Il tutto in un'oscurità cosmica, nel buio notturno di un ritorno allo spazio riservato ai re, ai tempi in cui torpide Lady Lyndon firmavano assegni a rampanti avventurieri.

Chiaro: non fosse morto, riconosceremmo subito il regista di queste immagini. È lo stesso che girò lo sbarco sulla Luna.
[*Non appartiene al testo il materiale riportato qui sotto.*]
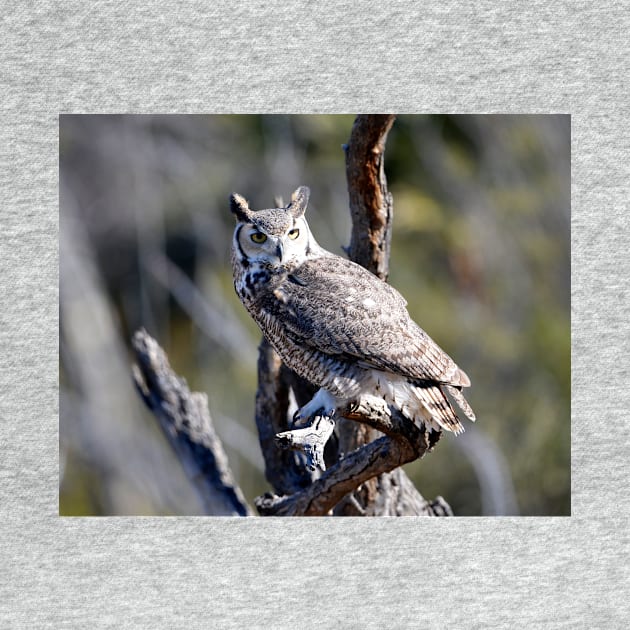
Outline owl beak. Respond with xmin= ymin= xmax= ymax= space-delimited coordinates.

Invece la messinscena è firmata dai comunicatori della campagna di Macron. A un certo punto anche i canali televisivi francesi si sono sentiti in dovere di dare l'informazione, con un brevissimo sottotitolo: "that's entertainment".
È come se i registi dell'incoronazione di Emmanuel Macron avessero avuto un'intuizione. Il nostro candidato viene attaccato come l'uomo dei banchieri, della mano invisibile del potere, del falso, della massoneria, dei produttori di Armstrong che a scatti poggia il piede sulla Luna in uno studio hollywoodiano.
Allora noi li prendiamo in contropiede. Li mandiamo in cortocircuito: eccolo, il caro vecchio Ludwig Van; eccola, l'orgia misterica di tutti i Palazzi della finanza; eccola, l'alba dell'umanità; eccola, la notte di tutte le Républiques. E quindi li lasciamo "radicalizzarsi": la massoneria, la piramide, Dio, la Luna, il dito, la notte, la moglie anziana, il tizio con il berretto, Beethoven. Si facciano esplodere in rete.
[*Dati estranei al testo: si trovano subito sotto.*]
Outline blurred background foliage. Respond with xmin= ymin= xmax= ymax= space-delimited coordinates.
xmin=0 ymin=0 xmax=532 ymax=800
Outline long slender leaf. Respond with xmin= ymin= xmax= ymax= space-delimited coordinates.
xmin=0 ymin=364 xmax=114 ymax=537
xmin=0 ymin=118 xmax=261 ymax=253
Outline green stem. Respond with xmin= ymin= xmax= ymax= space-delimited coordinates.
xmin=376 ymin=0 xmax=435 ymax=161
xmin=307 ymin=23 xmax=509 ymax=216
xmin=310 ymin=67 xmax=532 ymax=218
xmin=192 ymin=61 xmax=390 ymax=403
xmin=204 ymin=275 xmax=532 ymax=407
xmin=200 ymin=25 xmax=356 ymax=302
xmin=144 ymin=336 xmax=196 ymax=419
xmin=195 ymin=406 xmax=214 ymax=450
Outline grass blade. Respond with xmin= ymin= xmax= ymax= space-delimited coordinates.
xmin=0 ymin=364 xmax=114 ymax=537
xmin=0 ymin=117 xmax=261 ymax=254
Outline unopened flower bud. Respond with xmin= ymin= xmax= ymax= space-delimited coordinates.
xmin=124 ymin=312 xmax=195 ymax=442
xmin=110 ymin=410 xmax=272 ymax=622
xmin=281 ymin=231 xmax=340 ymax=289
Una novità: in analoghe messinscene recenti, i personaggi e i canovacci comportavano sempre una componente comica, la battuta, "l'ironia" d'ordinanza, a volte la "simpatica" cialtronaggine, nella peggiore delle ipotesi il ghigno. Il film Macron al Louvre è plumbeo, è il "No more mister Nice Guy" di un horror di Wes Craven che lo psicopatico "fritto" sulla sedia elettrica minacciava sarcastico al mondo intero: prima di reincarnarsi, complice la rete elettrica, su tutti i televisori domestici. È stato invece paragonato nelle ultime ventiquattr'ore a Mitterrand al Panthéon (regia di Serge Moati), ma stranamente non ho sentito nessuno che ricordasse cosa ci facesse nel 1981 il presidente neoeletto al mausoleo: andava a raccogliersi davanti alla tomba di Jean Moulin. Tra Mitterrand e il "sacro" c'era una storia precisa. La storia raccontata dal film era falsa, come si scoprì negli anni, ma qualcosa in quel preciso momento raccontava. Tra Macron e la Piramide non c'è alcuna storia: una pagina bianca. O meglio, riempita di simboli decapitati (i re) o fasulli (icone date in pasto ai complottisti).
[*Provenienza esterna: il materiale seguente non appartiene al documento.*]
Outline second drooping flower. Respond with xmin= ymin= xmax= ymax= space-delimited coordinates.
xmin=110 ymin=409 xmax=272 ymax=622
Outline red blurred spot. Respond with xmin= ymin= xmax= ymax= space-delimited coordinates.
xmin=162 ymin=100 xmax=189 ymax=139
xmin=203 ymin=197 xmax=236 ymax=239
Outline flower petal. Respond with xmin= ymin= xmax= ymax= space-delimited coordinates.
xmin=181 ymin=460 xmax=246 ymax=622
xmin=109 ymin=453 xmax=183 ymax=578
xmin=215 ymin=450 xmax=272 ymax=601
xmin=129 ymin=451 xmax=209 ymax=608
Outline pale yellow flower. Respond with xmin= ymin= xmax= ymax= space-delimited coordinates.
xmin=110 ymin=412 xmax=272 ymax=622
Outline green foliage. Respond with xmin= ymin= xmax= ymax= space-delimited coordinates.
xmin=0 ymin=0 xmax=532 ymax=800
Vivo da quarant'anni a Parigi, uno spettacolo così sinistro non l'ho mai visto in tutta la storia politica francese.
Un giorno, a bocce ferme, accantonati i codici Da Vinci e dando per scontato l'allunaggio, di questa oscenità spero che si potrà parlare.



– They told me that you had gone totally insane, and that your methods were unsound.
– Are my methods unsound?

– I don't see any method at all, sir.